Kelas buruh, secara naluri dan spontan, berwawasan demokrasi sosial.[xxvi]

‘Kondisi khusus kaum proletar dalam masyarakat kapitalis menuju ke perjuangan buruh untuk sosialisme; perserikatan mereka dengan partai sosialis meletus dengan kekuatan spontan pada tahap sangat dini pergerakan.’[xxvii]

Dalam bulan-bulan paling buruk pun saat meletusnya perang pada 1914 dia dapat menulis:

‘Keadaan objektif yang dibentuk oleh perang…secara niscaya menciptakan perasaan revolusioner; itu menghaluskan dan memberi penerangan pada semua kaum proletar yang paling baik dan memiliki kesadaran klas. Perubahan mendadak dalam perasaan rakyat tidak hanya mungkin, tapi menjadi semakin mungkin.’[xxviii]

Pada 1917 kepercayaannya terhadap rakyat berakibat bahwa pada April dan Agustus-September dia bertentangan dengan partainya sendiri:

‘Lenin bilang lebih dari satu kali bahwa massa adalah lebih ke kiri daripada partai. Dia tahu bahwa partai lebih ke kiri daripada lapisan atas partai, yaitu “Bolshevik lama.”’[xxix]

Berkaitan dengan ‘Konferensi Demokratik’ dia menulis:

‘Kami harus menarik massa ke dalam diskusi tentang pertanyaan ini. Pekerja yang sadar kelas harus merebut kasus ini ke dalam tangannya sendiri, mengurusi diskusi dan mendesak “mereka yang di atas”.’[xxx]
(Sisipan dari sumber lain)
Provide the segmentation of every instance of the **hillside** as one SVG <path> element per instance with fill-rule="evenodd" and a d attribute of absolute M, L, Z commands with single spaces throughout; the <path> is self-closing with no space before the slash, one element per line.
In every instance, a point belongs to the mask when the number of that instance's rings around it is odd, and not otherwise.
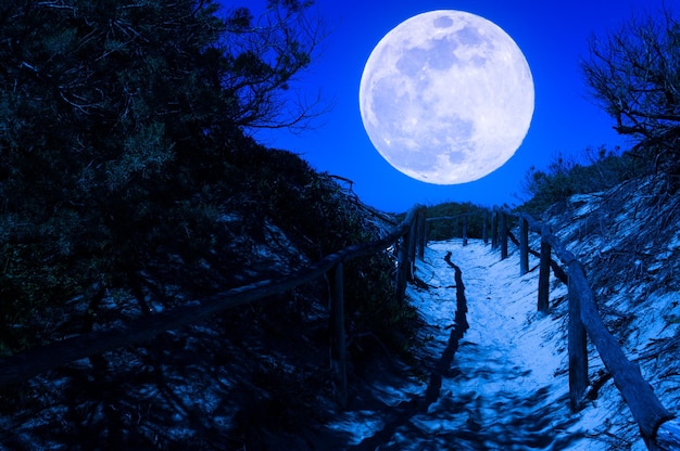
<path fill-rule="evenodd" d="M 17 314 L 3 334 L 5 349 L 27 343 L 27 335 L 30 346 L 39 346 L 112 330 L 229 287 L 290 274 L 390 227 L 388 215 L 291 153 L 251 144 L 235 151 L 229 164 L 238 178 L 215 215 L 223 233 L 212 237 L 207 253 L 187 260 L 178 249 L 168 260 L 143 262 L 140 293 L 93 286 L 43 306 L 29 322 Z M 387 255 L 345 266 L 347 311 L 356 335 L 349 351 L 356 371 L 385 346 L 401 352 L 413 339 L 415 315 L 390 311 L 391 271 Z M 318 280 L 2 387 L 0 448 L 307 446 L 317 440 L 305 438 L 317 435 L 308 425 L 323 424 L 336 409 L 327 304 L 327 284 Z"/>

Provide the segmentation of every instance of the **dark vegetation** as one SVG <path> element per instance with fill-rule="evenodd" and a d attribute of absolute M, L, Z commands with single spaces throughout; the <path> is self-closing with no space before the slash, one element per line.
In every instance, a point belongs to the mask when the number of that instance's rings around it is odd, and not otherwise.
<path fill-rule="evenodd" d="M 607 36 L 593 36 L 581 62 L 594 101 L 630 137 L 632 146 L 589 149 L 581 158 L 556 156 L 532 168 L 522 209 L 541 214 L 564 207 L 572 194 L 593 193 L 620 182 L 657 175 L 666 191 L 680 182 L 680 22 L 670 9 L 632 17 Z"/>
<path fill-rule="evenodd" d="M 307 7 L 219 20 L 212 1 L 3 3 L 1 352 L 96 326 L 104 296 L 149 314 L 375 237 L 330 178 L 245 134 L 314 114 L 279 113 L 320 39 Z M 254 262 L 268 224 L 290 268 Z M 389 269 L 350 266 L 349 298 L 375 298 L 355 310 L 383 308 Z M 83 324 L 56 321 L 77 297 Z"/>
<path fill-rule="evenodd" d="M 486 214 L 486 207 L 474 205 L 469 202 L 448 202 L 429 206 L 427 209 L 429 219 L 427 226 L 428 240 L 450 240 L 462 236 L 464 221 L 467 236 L 481 239 Z M 449 219 L 432 220 L 433 218 Z"/>
<path fill-rule="evenodd" d="M 0 356 L 292 272 L 383 232 L 332 177 L 249 138 L 255 127 L 305 127 L 318 112 L 316 100 L 292 108 L 287 101 L 323 38 L 311 2 L 267 3 L 264 17 L 236 9 L 224 20 L 211 0 L 0 5 Z M 637 143 L 532 169 L 520 208 L 540 216 L 572 194 L 648 175 L 663 179 L 664 195 L 675 194 L 678 67 L 680 25 L 670 12 L 593 39 L 585 81 Z M 481 210 L 449 203 L 428 215 Z M 481 236 L 481 218 L 468 217 L 468 236 Z M 430 239 L 459 236 L 461 221 L 432 221 Z M 354 381 L 377 355 L 403 355 L 413 345 L 415 313 L 394 304 L 392 271 L 387 254 L 345 267 Z M 239 412 L 227 427 L 232 449 L 264 440 L 262 430 L 295 437 L 306 421 L 323 421 L 315 402 L 332 398 L 330 377 L 318 371 L 328 363 L 326 299 L 319 281 L 215 318 L 210 326 L 222 346 L 199 327 L 64 370 L 70 426 L 62 430 L 54 420 L 42 434 L 97 443 L 106 440 L 97 427 L 133 430 L 126 422 L 139 402 L 130 398 L 135 384 L 155 381 L 160 368 L 204 360 L 241 376 L 238 396 L 228 394 Z M 153 375 L 129 366 L 138 360 L 155 362 Z M 298 370 L 289 370 L 291 361 Z M 125 371 L 98 372 L 106 368 Z M 88 398 L 88 389 L 102 387 L 109 398 Z M 63 402 L 48 391 L 35 384 L 3 390 L 1 413 Z M 109 404 L 117 413 L 96 415 Z M 148 401 L 160 425 L 172 423 L 172 405 Z M 136 438 L 121 433 L 118 443 L 211 449 L 211 434 L 224 439 L 218 425 L 192 423 L 206 438 L 154 442 L 159 427 L 138 427 Z"/>

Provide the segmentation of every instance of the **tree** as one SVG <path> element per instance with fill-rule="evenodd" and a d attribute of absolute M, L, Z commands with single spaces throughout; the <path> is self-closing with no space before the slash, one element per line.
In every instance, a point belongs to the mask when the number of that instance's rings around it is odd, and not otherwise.
<path fill-rule="evenodd" d="M 211 250 L 234 239 L 219 218 L 248 182 L 243 128 L 280 119 L 317 43 L 308 5 L 269 1 L 252 27 L 212 0 L 2 2 L 0 345 L 2 327 L 87 291 L 146 310 L 143 289 L 167 280 L 224 283 L 205 268 L 238 262 Z"/>
<path fill-rule="evenodd" d="M 604 39 L 593 37 L 581 63 L 595 100 L 615 129 L 657 168 L 680 164 L 680 23 L 670 11 L 632 18 Z"/>

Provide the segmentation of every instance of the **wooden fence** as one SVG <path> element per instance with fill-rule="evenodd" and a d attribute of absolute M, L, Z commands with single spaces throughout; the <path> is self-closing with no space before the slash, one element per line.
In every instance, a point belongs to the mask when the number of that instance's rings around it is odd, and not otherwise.
<path fill-rule="evenodd" d="M 428 218 L 427 220 L 453 219 Z M 587 336 L 595 345 L 605 366 L 628 403 L 640 431 L 651 450 L 680 450 L 680 423 L 675 415 L 666 410 L 654 395 L 650 384 L 644 381 L 640 368 L 630 362 L 600 318 L 592 289 L 588 284 L 583 269 L 578 259 L 566 249 L 559 240 L 545 226 L 539 224 L 530 216 L 513 214 L 504 209 L 494 209 L 491 214 L 492 247 L 501 247 L 501 258 L 507 258 L 509 233 L 508 218 L 519 221 L 520 274 L 529 271 L 528 255 L 529 231 L 541 235 L 539 256 L 539 295 L 538 309 L 549 310 L 550 270 L 568 283 L 569 286 L 569 391 L 571 405 L 581 405 L 588 386 Z M 484 220 L 484 223 L 487 221 Z M 487 242 L 487 228 L 483 229 Z M 466 221 L 463 221 L 464 244 L 467 242 Z M 162 332 L 175 330 L 190 323 L 205 320 L 216 312 L 231 307 L 252 302 L 275 294 L 287 292 L 303 283 L 328 275 L 331 284 L 330 322 L 332 333 L 331 356 L 335 377 L 337 377 L 338 402 L 347 404 L 347 357 L 344 331 L 343 300 L 343 262 L 385 252 L 396 245 L 398 268 L 395 275 L 396 297 L 402 302 L 406 284 L 413 280 L 414 266 L 417 257 L 423 259 L 426 246 L 426 209 L 423 206 L 412 208 L 405 219 L 387 236 L 370 243 L 349 246 L 331 254 L 315 265 L 294 274 L 275 280 L 265 280 L 238 288 L 228 289 L 198 302 L 169 309 L 144 317 L 128 325 L 109 331 L 98 331 L 76 337 L 66 338 L 51 345 L 0 359 L 0 386 L 26 381 L 42 372 L 86 357 L 97 356 L 117 348 L 149 342 Z M 568 270 L 568 276 L 552 260 L 552 253 Z"/>
<path fill-rule="evenodd" d="M 0 387 L 26 381 L 78 359 L 149 342 L 162 332 L 205 320 L 222 310 L 284 293 L 303 283 L 328 275 L 331 284 L 332 365 L 337 378 L 336 384 L 339 387 L 338 402 L 344 407 L 347 404 L 347 362 L 343 262 L 386 252 L 388 247 L 396 245 L 399 259 L 395 276 L 396 301 L 402 302 L 406 284 L 413 280 L 416 250 L 420 258 L 425 252 L 425 207 L 416 205 L 387 236 L 370 243 L 345 247 L 294 274 L 228 289 L 198 302 L 189 302 L 182 307 L 141 318 L 123 327 L 83 334 L 2 358 L 0 359 Z"/>
<path fill-rule="evenodd" d="M 643 378 L 640 366 L 626 358 L 616 338 L 607 331 L 597 313 L 593 292 L 579 260 L 567 250 L 547 226 L 540 224 L 529 215 L 494 208 L 490 216 L 492 248 L 501 248 L 501 259 L 507 258 L 508 239 L 513 236 L 509 231 L 509 218 L 515 218 L 519 226 L 519 240 L 514 241 L 519 247 L 520 275 L 529 271 L 530 253 L 540 258 L 537 302 L 539 311 L 547 312 L 550 308 L 551 269 L 557 279 L 568 285 L 569 397 L 572 410 L 579 410 L 582 407 L 589 385 L 587 339 L 590 337 L 630 408 L 647 448 L 650 450 L 680 450 L 680 423 L 676 420 L 676 415 L 664 408 L 652 386 Z M 458 217 L 428 218 L 428 220 L 454 218 Z M 529 231 L 541 236 L 540 253 L 529 249 Z M 463 245 L 465 245 L 467 243 L 465 227 L 463 227 L 462 236 Z M 486 243 L 486 233 L 483 240 Z M 553 253 L 566 267 L 566 272 L 552 259 Z"/>

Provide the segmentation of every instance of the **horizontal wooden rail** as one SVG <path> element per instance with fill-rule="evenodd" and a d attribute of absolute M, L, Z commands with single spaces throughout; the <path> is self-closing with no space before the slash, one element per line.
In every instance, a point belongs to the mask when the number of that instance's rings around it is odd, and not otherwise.
<path fill-rule="evenodd" d="M 418 205 L 412 208 L 406 218 L 385 237 L 345 247 L 293 274 L 227 289 L 181 307 L 131 321 L 122 327 L 70 337 L 2 358 L 0 359 L 0 386 L 26 381 L 78 359 L 148 342 L 162 332 L 206 320 L 219 311 L 279 294 L 322 278 L 339 263 L 382 252 L 408 235 L 412 229 L 419 230 L 413 224 L 418 218 L 424 219 L 424 208 Z M 401 247 L 407 248 L 408 246 L 402 245 Z M 406 253 L 407 256 L 408 254 Z M 336 272 L 336 275 L 338 274 L 341 276 L 342 271 Z M 343 334 L 344 331 L 341 333 Z"/>
<path fill-rule="evenodd" d="M 644 379 L 640 366 L 626 358 L 616 338 L 607 331 L 597 312 L 593 292 L 585 279 L 580 261 L 552 233 L 550 228 L 537 222 L 531 216 L 496 209 L 501 215 L 502 228 L 507 229 L 504 217 L 515 217 L 520 221 L 520 230 L 527 228 L 541 236 L 541 263 L 539 274 L 539 310 L 547 310 L 547 274 L 551 253 L 568 270 L 569 285 L 569 391 L 572 408 L 578 409 L 588 387 L 587 336 L 595 345 L 597 352 L 612 374 L 624 400 L 628 404 L 647 448 L 663 450 L 680 449 L 680 424 L 654 394 L 652 386 Z M 502 241 L 507 240 L 507 231 L 500 231 Z M 524 230 L 520 231 L 524 234 Z M 520 244 L 528 245 L 528 240 Z M 505 244 L 506 246 L 506 244 Z M 505 247 L 506 248 L 506 247 Z M 520 260 L 526 258 L 520 253 Z M 503 257 L 502 257 L 503 258 Z M 524 267 L 520 261 L 520 266 Z M 521 270 L 520 270 L 521 271 Z"/>

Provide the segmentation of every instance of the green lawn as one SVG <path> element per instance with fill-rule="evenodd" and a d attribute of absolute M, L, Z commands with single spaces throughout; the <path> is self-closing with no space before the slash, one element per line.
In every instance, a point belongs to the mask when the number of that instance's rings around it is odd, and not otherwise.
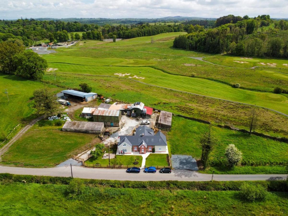
<path fill-rule="evenodd" d="M 168 166 L 166 154 L 150 154 L 146 158 L 146 167 L 151 166 Z"/>
<path fill-rule="evenodd" d="M 33 93 L 44 86 L 40 82 L 0 73 L 0 142 L 18 124 L 20 125 L 17 128 L 20 128 L 36 117 Z M 46 87 L 54 91 L 59 89 L 51 85 Z M 5 89 L 7 90 L 10 103 L 4 93 Z"/>
<path fill-rule="evenodd" d="M 285 192 L 270 192 L 264 200 L 244 202 L 238 192 L 85 188 L 83 199 L 69 199 L 66 185 L 14 183 L 0 185 L 4 215 L 285 215 Z M 123 200 L 125 200 L 125 202 Z M 136 209 L 128 207 L 137 206 Z M 149 207 L 147 207 L 149 206 Z"/>
<path fill-rule="evenodd" d="M 88 148 L 86 145 L 96 137 L 94 134 L 62 131 L 62 127 L 35 124 L 10 147 L 2 157 L 2 163 L 53 166 Z"/>
<path fill-rule="evenodd" d="M 208 125 L 197 122 L 173 117 L 172 129 L 168 133 L 167 137 L 171 153 L 191 155 L 200 159 L 202 152 L 200 139 L 209 127 Z M 287 162 L 288 143 L 215 126 L 211 127 L 211 134 L 217 141 L 210 155 L 210 161 L 214 164 L 210 169 L 211 171 L 215 169 L 221 173 L 285 173 L 284 166 L 265 165 L 270 163 L 274 165 L 279 162 Z M 226 166 L 220 166 L 225 164 L 225 149 L 231 144 L 235 145 L 242 152 L 243 161 L 250 165 L 264 166 L 241 166 L 232 169 L 227 168 Z"/>
<path fill-rule="evenodd" d="M 116 155 L 115 158 L 110 159 L 110 164 L 111 165 L 129 165 L 133 166 L 133 163 L 136 159 L 139 162 L 137 166 L 141 166 L 142 164 L 142 156 L 139 155 Z M 95 159 L 92 157 L 90 158 L 85 162 L 88 164 L 98 164 L 103 165 L 109 164 L 109 160 L 107 159 L 102 159 L 100 157 Z"/>

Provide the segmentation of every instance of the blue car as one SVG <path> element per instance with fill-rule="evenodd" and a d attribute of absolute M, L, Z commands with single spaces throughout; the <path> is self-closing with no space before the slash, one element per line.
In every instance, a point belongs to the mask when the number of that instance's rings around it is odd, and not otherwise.
<path fill-rule="evenodd" d="M 145 168 L 144 171 L 147 173 L 155 173 L 156 172 L 156 168 L 154 166 L 150 166 L 148 168 Z"/>
<path fill-rule="evenodd" d="M 129 173 L 139 173 L 140 172 L 140 168 L 138 167 L 131 167 L 127 169 L 126 171 Z"/>

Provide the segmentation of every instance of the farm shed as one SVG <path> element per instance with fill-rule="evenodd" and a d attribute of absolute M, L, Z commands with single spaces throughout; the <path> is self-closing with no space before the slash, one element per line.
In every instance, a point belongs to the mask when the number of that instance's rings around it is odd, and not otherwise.
<path fill-rule="evenodd" d="M 95 109 L 93 113 L 93 120 L 104 122 L 105 126 L 119 127 L 122 117 L 119 110 Z"/>
<path fill-rule="evenodd" d="M 92 107 L 84 107 L 82 110 L 82 117 L 93 117 L 93 113 L 96 108 Z"/>
<path fill-rule="evenodd" d="M 111 104 L 101 103 L 98 106 L 98 109 L 109 109 L 111 106 Z"/>
<path fill-rule="evenodd" d="M 162 111 L 157 118 L 156 126 L 159 128 L 170 129 L 172 122 L 172 113 Z"/>
<path fill-rule="evenodd" d="M 63 131 L 100 134 L 104 130 L 103 122 L 67 121 L 62 128 Z"/>
<path fill-rule="evenodd" d="M 65 98 L 75 98 L 86 102 L 95 99 L 97 96 L 97 93 L 94 92 L 86 93 L 73 90 L 63 90 L 61 92 L 64 93 Z"/>

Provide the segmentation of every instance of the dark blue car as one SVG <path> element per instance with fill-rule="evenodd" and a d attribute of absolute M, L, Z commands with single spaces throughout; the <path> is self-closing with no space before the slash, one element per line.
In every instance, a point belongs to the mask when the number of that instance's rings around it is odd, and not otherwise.
<path fill-rule="evenodd" d="M 147 173 L 155 173 L 156 172 L 156 168 L 154 166 L 150 166 L 148 168 L 145 168 L 144 171 Z"/>
<path fill-rule="evenodd" d="M 140 172 L 140 168 L 138 167 L 131 167 L 128 168 L 126 170 L 127 173 L 139 173 Z"/>

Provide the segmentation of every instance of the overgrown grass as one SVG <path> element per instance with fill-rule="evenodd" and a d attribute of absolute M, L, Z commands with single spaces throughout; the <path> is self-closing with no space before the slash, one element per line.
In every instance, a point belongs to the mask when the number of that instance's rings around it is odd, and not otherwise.
<path fill-rule="evenodd" d="M 35 124 L 10 147 L 2 156 L 2 162 L 20 166 L 53 166 L 88 149 L 86 146 L 92 143 L 95 137 L 62 131 L 61 127 Z"/>
<path fill-rule="evenodd" d="M 173 118 L 172 126 L 167 136 L 171 154 L 191 155 L 200 159 L 202 152 L 200 140 L 202 134 L 208 131 L 209 125 L 175 117 Z M 207 172 L 214 170 L 221 174 L 285 173 L 284 166 L 266 165 L 287 163 L 288 143 L 217 127 L 211 127 L 211 131 L 216 142 L 210 155 L 212 167 L 206 170 Z M 232 168 L 227 166 L 225 149 L 231 144 L 242 152 L 243 162 L 247 166 Z"/>
<path fill-rule="evenodd" d="M 240 192 L 237 191 L 100 187 L 86 190 L 86 198 L 79 200 L 67 198 L 67 187 L 20 183 L 0 185 L 1 213 L 9 215 L 114 215 L 116 213 L 119 215 L 228 215 L 236 212 L 238 215 L 284 215 L 288 211 L 288 197 L 283 192 L 269 192 L 264 200 L 250 202 L 240 198 Z M 95 193 L 97 196 L 92 196 Z M 136 211 L 128 207 L 131 206 L 140 207 Z"/>
<path fill-rule="evenodd" d="M 151 166 L 168 166 L 168 162 L 166 154 L 150 154 L 146 158 L 145 165 Z"/>

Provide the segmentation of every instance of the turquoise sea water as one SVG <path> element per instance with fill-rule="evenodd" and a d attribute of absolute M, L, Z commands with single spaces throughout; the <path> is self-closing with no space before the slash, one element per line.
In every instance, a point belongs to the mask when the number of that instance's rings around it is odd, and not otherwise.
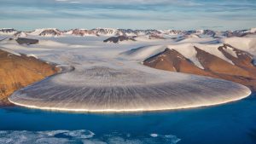
<path fill-rule="evenodd" d="M 0 143 L 256 143 L 256 94 L 208 107 L 137 113 L 0 109 Z"/>

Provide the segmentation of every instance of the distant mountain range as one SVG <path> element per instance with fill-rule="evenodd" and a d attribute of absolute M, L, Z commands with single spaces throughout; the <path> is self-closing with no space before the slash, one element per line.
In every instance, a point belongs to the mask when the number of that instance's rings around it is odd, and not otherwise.
<path fill-rule="evenodd" d="M 244 37 L 249 34 L 255 34 L 256 28 L 248 30 L 236 31 L 212 31 L 212 30 L 192 30 L 192 31 L 179 31 L 179 30 L 131 30 L 131 29 L 113 29 L 113 28 L 95 28 L 87 29 L 72 29 L 67 31 L 61 31 L 56 28 L 43 28 L 36 29 L 32 32 L 22 32 L 13 28 L 0 29 L 0 35 L 11 35 L 14 37 L 26 37 L 42 36 L 42 37 L 60 37 L 65 35 L 74 35 L 79 37 L 86 36 L 126 36 L 126 37 L 139 37 L 148 35 L 153 38 L 163 39 L 164 37 L 172 35 L 201 35 L 210 36 L 212 37 Z"/>

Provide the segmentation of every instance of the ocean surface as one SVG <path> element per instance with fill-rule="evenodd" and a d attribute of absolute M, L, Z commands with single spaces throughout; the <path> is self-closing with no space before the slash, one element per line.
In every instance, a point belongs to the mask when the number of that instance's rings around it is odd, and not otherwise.
<path fill-rule="evenodd" d="M 0 143 L 255 144 L 256 94 L 224 105 L 169 112 L 0 108 Z"/>

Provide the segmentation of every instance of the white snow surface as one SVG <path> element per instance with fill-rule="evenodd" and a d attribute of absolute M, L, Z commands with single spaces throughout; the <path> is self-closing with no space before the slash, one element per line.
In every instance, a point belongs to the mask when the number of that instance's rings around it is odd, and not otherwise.
<path fill-rule="evenodd" d="M 154 111 L 225 103 L 251 93 L 232 82 L 141 64 L 168 48 L 203 68 L 194 46 L 229 61 L 218 50 L 222 43 L 210 44 L 216 40 L 213 38 L 196 38 L 189 43 L 147 39 L 106 43 L 103 40 L 108 37 L 28 37 L 39 39 L 39 43 L 19 45 L 15 40 L 4 40 L 0 41 L 1 49 L 36 55 L 59 64 L 63 71 L 9 97 L 11 102 L 23 107 L 75 112 Z"/>

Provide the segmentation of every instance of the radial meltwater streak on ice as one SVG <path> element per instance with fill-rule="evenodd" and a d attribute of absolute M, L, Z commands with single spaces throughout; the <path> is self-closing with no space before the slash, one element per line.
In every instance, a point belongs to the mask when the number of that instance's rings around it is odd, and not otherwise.
<path fill-rule="evenodd" d="M 156 70 L 131 55 L 124 56 L 125 50 L 150 43 L 90 43 L 84 48 L 38 46 L 51 51 L 24 47 L 22 52 L 73 68 L 65 66 L 62 72 L 15 92 L 9 101 L 45 110 L 133 112 L 211 106 L 240 100 L 251 93 L 247 87 L 230 81 Z"/>
<path fill-rule="evenodd" d="M 49 110 L 129 112 L 214 105 L 249 94 L 245 86 L 229 81 L 127 65 L 63 72 L 21 89 L 9 100 Z"/>

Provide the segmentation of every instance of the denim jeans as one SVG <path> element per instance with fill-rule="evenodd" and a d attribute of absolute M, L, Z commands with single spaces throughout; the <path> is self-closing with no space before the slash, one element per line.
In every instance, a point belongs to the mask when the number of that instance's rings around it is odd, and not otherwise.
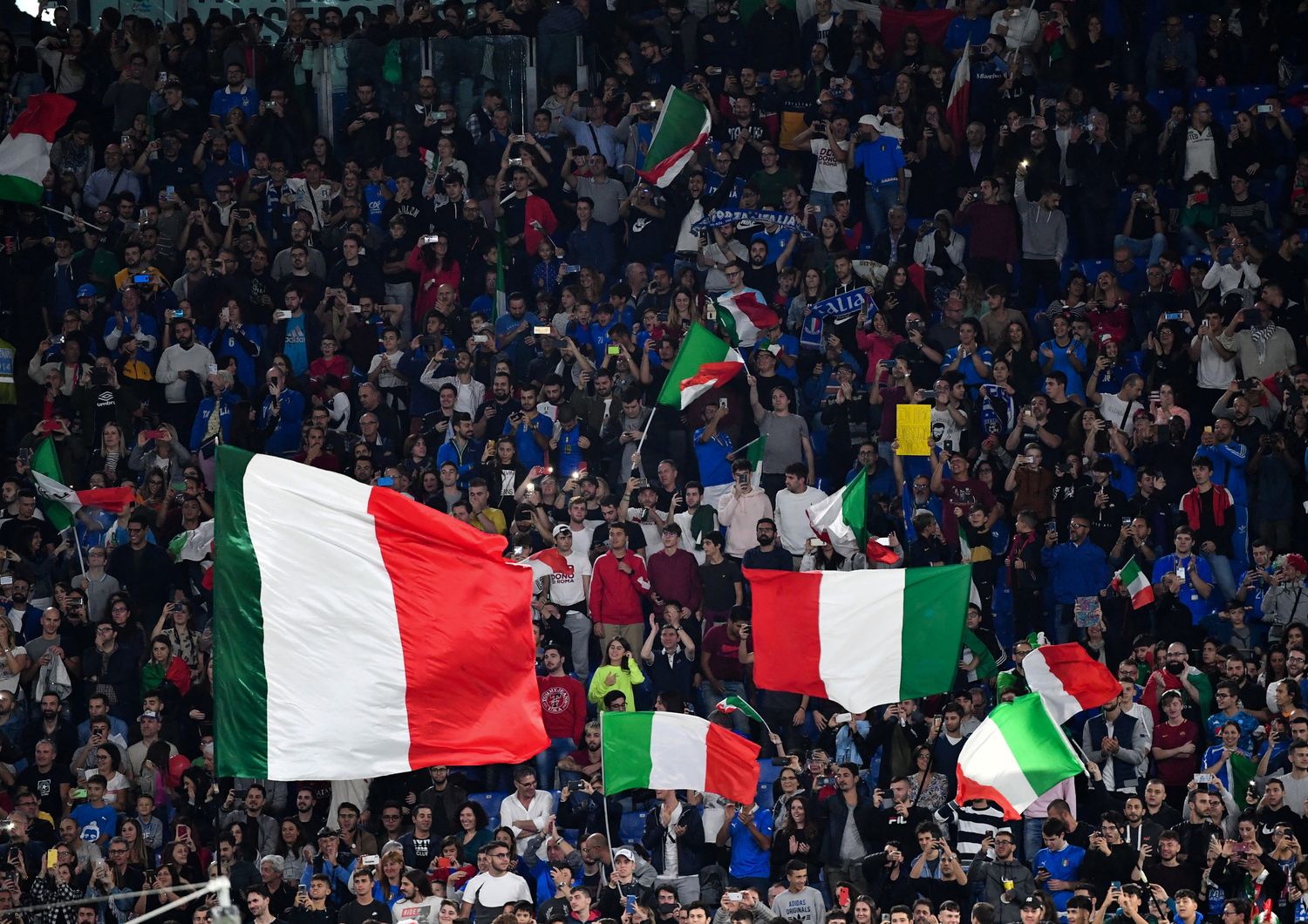
<path fill-rule="evenodd" d="M 899 204 L 899 183 L 869 184 L 863 191 L 863 212 L 867 221 L 867 239 L 875 240 L 876 235 L 884 231 L 889 223 L 886 213 Z"/>
<path fill-rule="evenodd" d="M 1148 240 L 1141 240 L 1139 238 L 1127 238 L 1125 234 L 1118 234 L 1113 238 L 1113 247 L 1125 247 L 1130 251 L 1131 256 L 1147 256 L 1148 265 L 1158 263 L 1158 257 L 1163 256 L 1163 251 L 1167 250 L 1167 235 L 1155 234 Z"/>
<path fill-rule="evenodd" d="M 555 788 L 555 767 L 574 750 L 577 750 L 577 742 L 572 738 L 549 738 L 549 746 L 535 757 L 536 783 L 540 788 Z"/>
<path fill-rule="evenodd" d="M 1235 576 L 1231 574 L 1231 559 L 1226 555 L 1203 554 L 1203 561 L 1213 569 L 1213 583 L 1222 591 L 1224 600 L 1232 600 L 1236 593 Z"/>

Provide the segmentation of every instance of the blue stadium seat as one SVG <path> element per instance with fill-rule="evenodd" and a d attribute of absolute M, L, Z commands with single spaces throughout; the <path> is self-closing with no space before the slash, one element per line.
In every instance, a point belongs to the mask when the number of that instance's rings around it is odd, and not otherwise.
<path fill-rule="evenodd" d="M 641 843 L 645 836 L 645 813 L 624 812 L 623 821 L 617 826 L 619 840 L 624 844 Z"/>
<path fill-rule="evenodd" d="M 1226 86 L 1196 86 L 1190 90 L 1190 102 L 1206 102 L 1213 108 L 1231 106 L 1231 90 Z"/>
<path fill-rule="evenodd" d="M 1144 95 L 1144 102 L 1154 107 L 1154 111 L 1162 116 L 1167 116 L 1169 108 L 1182 102 L 1180 90 L 1150 90 Z"/>
<path fill-rule="evenodd" d="M 1099 276 L 1105 269 L 1113 269 L 1112 260 L 1082 260 L 1076 264 L 1080 272 L 1086 276 L 1091 285 L 1095 285 L 1095 277 Z"/>
<path fill-rule="evenodd" d="M 1277 95 L 1275 84 L 1245 84 L 1235 88 L 1235 105 L 1241 110 L 1248 110 L 1274 95 Z"/>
Namun ada juga unsur pokok yang kedua dalam pikiran dan praktek Lenin: tekanan pada peran teori dan partai sebagai pengusungnya. Pengakuan atas hal itu yang paling terkenal adalah Apa yang harus Dilakukan? (What is to be Done?) di mana Lenin menulis bahwa ‘tanpa teori revolusioner tidak mungkin ada praktek revolusioner.’[xxxi] Tapi itulah tema yang muncul kembali pada setiap tahap dalam aktivitasnya, tidak hanya pada 1903, tapi 1905 dan 1917 pula, persisnya pada saatnya dia mengutuk kegagalan partai menanggapi radikalisasi rakyat. Dan bagi dia partai itu sesuatu yang sangat berbeda dengan organisasi massa kelas secara keseluruhan. Partai merupakan organisasi barisan depan, di mana diperlukan pengabdian dari anggota yang tidak terdapat dalam kebanyakan buruh. (Namun itu tidak berarti bahwa Lenin ingin organisasi yang terdiri dari revolusioner profesional saja.)[xxxii] Mungkin itu kelihatannya kontradiksi yang menonjol, khususnya bahwa pada 1903 Lenin menggunakan argumentasi yang diambil dari Kautsky untuk mengatakan bahwa hanya partai dapat mengilhami kelas dengan kesadaran sosialis, sementara nanti dia bilang bahwa kelas itu lebih ‘ke kiri’ dari partai. Namun, sebenarnya kalau melihat kontradiksi di sini itu adalah kegagalan mengerti pokok-pokok pemikiran Lenin tentang masalah ini. Karena dasar teoretis untuk pendapatnya tentang partai adalah bukan bahwa kelas buruh tidak mampu mendapat kesadaran sosialis teoretis dengan sendirinya. Lenin mengaku itu di Kongres Kedua RSDLP (Russian Social Democratic Labour Party) waktu dia membantah bahwa ‘Lenin tidak memperhatikan apa saja tentang fakta bahwa kaum pekerja juga berperan dalam pembentukan ideologi’ dan menambahkan bahwa ‘“kaum ekonomis” sudah pergi ke satu ekstrem. Untuk meluruskan perkara seharusnya menarik ke arah lain – dan itulah yang saya lakukan.’[xxxiii]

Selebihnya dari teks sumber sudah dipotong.